/cycle-counter

Primary LanguageCThe UnlicenseUnlicense

CPU Cycle Counter

Some/most modern CPUs have an in-silicon cycle counter, which, as the name indicates, counts the number of clock cycles elapsed since some arbitrary instant. It shall be noted that such counters are often distinct from "time stamp counters". For instance, x86 CPUs have featured a sort-of cycle counter, which can be read with the rdtsc opcode, since the original Pentium (introduced in 1993).

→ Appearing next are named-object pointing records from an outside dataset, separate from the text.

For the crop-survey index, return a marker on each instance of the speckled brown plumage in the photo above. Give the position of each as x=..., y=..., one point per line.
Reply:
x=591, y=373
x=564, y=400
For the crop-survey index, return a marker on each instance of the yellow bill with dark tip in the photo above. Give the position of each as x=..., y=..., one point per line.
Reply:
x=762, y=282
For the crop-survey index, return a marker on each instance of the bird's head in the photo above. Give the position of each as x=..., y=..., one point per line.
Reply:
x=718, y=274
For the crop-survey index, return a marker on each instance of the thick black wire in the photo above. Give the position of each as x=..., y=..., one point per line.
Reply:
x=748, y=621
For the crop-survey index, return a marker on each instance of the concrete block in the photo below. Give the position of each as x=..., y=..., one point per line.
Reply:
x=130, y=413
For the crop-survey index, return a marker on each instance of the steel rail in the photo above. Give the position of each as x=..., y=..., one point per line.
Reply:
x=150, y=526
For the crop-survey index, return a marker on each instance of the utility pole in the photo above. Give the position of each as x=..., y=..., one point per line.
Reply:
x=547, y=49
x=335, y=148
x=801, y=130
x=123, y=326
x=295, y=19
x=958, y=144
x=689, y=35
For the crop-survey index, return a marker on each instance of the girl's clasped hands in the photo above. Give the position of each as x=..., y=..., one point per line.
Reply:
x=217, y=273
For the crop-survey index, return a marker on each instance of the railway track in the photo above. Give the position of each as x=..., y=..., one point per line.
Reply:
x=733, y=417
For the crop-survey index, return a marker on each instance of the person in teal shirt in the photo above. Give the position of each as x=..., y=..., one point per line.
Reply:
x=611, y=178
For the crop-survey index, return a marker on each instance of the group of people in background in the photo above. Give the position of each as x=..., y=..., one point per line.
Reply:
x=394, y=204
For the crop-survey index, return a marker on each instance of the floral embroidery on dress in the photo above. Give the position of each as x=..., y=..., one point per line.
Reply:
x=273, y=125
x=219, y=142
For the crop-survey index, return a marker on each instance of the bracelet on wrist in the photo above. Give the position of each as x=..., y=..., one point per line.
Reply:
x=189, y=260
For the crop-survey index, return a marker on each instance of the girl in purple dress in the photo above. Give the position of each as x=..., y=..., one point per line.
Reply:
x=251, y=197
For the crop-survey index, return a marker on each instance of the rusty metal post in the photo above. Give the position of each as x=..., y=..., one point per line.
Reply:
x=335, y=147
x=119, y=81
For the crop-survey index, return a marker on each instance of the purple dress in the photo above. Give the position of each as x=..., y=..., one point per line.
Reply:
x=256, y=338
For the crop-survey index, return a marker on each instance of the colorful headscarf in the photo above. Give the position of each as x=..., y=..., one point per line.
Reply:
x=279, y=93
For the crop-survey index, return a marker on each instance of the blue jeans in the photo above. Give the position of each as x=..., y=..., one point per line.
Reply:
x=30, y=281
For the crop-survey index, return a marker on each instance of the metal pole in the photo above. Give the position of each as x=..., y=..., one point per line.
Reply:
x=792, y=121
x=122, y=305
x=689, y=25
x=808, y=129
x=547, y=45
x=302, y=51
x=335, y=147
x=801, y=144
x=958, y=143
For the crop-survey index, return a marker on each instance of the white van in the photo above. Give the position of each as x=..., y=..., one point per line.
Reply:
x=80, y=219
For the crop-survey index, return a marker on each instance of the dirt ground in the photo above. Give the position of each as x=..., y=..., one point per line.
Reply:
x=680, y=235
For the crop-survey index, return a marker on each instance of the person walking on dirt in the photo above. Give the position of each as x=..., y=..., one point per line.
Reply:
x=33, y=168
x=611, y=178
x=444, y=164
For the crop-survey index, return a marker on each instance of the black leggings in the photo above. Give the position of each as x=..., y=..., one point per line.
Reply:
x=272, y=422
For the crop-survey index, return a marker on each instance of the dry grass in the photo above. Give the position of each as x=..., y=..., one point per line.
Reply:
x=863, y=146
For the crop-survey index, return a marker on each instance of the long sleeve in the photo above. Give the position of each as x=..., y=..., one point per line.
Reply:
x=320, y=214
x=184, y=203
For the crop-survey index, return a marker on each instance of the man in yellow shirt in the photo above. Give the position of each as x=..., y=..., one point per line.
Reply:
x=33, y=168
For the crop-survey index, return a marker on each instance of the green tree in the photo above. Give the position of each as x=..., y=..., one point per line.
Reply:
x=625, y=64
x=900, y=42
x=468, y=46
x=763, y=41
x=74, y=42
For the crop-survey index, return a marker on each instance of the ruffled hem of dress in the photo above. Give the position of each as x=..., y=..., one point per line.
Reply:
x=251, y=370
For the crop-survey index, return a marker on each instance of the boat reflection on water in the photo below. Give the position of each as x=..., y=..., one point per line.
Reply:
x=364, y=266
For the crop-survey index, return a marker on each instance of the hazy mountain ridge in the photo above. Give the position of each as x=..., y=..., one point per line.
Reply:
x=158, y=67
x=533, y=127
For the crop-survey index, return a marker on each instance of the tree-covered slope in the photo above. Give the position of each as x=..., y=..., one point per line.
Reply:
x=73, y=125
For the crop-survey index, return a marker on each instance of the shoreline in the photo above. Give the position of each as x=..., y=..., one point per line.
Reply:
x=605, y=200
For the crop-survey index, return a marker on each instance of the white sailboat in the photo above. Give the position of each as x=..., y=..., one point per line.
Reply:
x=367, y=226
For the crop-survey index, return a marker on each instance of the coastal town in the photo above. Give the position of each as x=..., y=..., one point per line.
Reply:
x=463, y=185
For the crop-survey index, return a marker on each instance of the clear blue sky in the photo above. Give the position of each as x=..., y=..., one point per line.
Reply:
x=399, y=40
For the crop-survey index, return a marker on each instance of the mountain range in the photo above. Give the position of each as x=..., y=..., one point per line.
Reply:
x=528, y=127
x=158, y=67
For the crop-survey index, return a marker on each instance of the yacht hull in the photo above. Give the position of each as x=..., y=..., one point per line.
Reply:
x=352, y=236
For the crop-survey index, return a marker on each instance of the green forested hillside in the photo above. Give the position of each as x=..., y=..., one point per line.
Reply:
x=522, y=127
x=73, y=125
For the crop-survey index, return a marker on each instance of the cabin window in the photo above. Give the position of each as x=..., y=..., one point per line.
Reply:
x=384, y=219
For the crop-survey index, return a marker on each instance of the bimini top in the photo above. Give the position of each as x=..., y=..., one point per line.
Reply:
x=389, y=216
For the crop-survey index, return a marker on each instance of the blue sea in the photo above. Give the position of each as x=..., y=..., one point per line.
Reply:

Such time stamp counters originally matched the cycle counter, but this is no longer true now that frequency scaling is a thing: CPUs will commonly lower or raise their operating frequency depending on current load and operational conditions (temperature, input voltage...), while maintaining a fixed update frequency for the time stamp counter.

"Normal" applications are expected to use the time stamp counter, which is convenient for time synchronization tasks (e.g. ensuring that video frames show up on the screen at the right time) since the time stamp counter is expected to track the time experienced in the physical world. Accessing the cycle counter is useful for debugging and optimization purposes, specifically for working out small, tight loops; this is the case for instance in the realm of implementation of cryptographic primitives.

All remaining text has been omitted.